Reading level is the grade level of the material, in years of education. The scale is from 1 to 16+.

See the integration test file for text samples from the book, along with their scores.

Why yet another Dale-Chall readability library?

It's 2022 and there are probably a half-dozen implementations on PyPI. So why create another one?

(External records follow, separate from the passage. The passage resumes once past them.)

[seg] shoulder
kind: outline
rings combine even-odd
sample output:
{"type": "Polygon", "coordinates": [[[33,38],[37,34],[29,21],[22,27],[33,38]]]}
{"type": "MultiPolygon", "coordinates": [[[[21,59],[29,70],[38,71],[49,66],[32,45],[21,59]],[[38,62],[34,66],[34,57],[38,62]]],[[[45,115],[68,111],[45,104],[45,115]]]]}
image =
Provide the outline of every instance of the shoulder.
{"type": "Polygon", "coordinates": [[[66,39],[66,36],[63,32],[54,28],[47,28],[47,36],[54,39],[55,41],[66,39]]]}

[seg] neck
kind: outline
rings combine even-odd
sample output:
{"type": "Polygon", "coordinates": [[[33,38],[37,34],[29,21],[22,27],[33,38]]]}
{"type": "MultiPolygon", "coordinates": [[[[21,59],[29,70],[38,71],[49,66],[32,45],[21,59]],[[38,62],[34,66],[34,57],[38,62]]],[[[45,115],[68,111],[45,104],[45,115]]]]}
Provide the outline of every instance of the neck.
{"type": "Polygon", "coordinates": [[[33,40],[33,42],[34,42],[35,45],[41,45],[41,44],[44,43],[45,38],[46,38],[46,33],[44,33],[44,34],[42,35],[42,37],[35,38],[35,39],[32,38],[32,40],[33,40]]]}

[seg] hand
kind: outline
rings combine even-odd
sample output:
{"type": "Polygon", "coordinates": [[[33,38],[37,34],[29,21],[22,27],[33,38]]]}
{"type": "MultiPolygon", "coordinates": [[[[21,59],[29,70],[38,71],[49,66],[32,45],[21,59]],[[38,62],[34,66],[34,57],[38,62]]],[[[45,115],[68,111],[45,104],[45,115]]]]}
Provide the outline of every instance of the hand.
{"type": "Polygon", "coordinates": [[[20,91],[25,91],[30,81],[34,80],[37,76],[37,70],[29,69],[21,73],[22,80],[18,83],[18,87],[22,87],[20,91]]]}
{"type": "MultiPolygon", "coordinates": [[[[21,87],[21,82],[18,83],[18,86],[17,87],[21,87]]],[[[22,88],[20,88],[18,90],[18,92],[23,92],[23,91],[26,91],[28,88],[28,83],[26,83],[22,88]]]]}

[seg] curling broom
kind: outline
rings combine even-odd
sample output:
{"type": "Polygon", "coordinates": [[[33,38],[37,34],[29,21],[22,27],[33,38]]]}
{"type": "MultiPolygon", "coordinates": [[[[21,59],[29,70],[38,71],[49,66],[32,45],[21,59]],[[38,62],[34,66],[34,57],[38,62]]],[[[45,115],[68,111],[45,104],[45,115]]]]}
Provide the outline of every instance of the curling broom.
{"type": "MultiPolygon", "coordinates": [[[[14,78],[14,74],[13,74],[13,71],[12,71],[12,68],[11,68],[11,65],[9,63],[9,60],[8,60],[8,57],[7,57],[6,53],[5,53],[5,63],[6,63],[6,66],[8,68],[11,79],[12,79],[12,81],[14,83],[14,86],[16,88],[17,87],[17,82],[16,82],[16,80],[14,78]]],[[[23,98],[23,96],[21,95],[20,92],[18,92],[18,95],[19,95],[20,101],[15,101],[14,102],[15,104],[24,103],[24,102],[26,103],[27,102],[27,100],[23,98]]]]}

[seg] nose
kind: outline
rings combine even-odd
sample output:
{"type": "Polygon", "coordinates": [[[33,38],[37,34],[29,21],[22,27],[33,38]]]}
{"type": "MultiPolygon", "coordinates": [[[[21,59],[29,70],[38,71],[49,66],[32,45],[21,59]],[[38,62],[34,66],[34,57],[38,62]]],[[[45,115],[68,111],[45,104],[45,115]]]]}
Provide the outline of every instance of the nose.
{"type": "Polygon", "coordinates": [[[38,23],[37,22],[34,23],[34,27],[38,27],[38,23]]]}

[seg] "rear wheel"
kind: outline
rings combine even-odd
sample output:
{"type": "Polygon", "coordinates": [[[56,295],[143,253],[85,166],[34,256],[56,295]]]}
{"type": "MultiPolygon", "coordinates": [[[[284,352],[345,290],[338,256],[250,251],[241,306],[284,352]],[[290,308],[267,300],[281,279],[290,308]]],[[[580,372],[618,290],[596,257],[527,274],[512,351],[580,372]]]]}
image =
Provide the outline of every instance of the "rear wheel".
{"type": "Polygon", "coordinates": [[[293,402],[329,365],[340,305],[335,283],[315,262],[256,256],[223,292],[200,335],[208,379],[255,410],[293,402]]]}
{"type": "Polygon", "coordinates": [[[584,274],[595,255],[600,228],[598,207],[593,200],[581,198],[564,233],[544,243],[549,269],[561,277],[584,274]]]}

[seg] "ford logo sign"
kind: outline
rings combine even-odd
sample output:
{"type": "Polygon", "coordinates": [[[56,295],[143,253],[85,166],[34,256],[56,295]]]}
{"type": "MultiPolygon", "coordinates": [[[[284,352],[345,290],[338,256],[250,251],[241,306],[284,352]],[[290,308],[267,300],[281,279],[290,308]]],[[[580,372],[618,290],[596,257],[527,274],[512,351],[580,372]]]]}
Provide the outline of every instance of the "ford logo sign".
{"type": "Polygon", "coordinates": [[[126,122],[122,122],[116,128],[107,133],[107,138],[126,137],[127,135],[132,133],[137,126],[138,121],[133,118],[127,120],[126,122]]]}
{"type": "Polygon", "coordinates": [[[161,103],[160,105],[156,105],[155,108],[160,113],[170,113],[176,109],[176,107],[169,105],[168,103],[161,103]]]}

  • The existing libraries have issues that made me wonder if the results were accurate. For example:
    • From my reading, I saw that reading levels are a set of ten "increasingly broad bands" (p. 75). And they have labels like 3 and 7-8. The existing readability libraries treat these as floating point numbers. But now I believe that an enumeration — or specifically, a Literal — captures the formula better: Literal["1", "2", "3", "4", "5-6", "7-8", "9-10", "11-12", "13-15", "16+"]
    • I also couldn't find a good description of this "new" Dale-Chall formula, and how the existing libraries implement it.
    • The readability scores are important for my international dictionary app: It shows definitions sorted with the most readable first, to increase comprehension. The entry for amicus curiae is a good example. But I was getting odd results on some pages.
  • Use Test-Driven Development to squash bugs and prevent regressions.
  • Turn examples from the book into test cases.
  • Write with modern Python. I'm no expert, so I'm learning as I go along. E.g.,
  • Present a very easy API to use in any app or library.
    • No need to instantiate an object and learn its API.
    • Just import the needed function and call it.

The result is a library that provides, I think, more accurate readability scores.

References

Chall, J., & Dale, E. (1995). Readability revisited: The new Dale-Chall readability formula. Brookline Books.

Taylor, W. (1953). Cloze procedure: a new tool for measuring readability. Journalism Quarterly, 33, 42-46.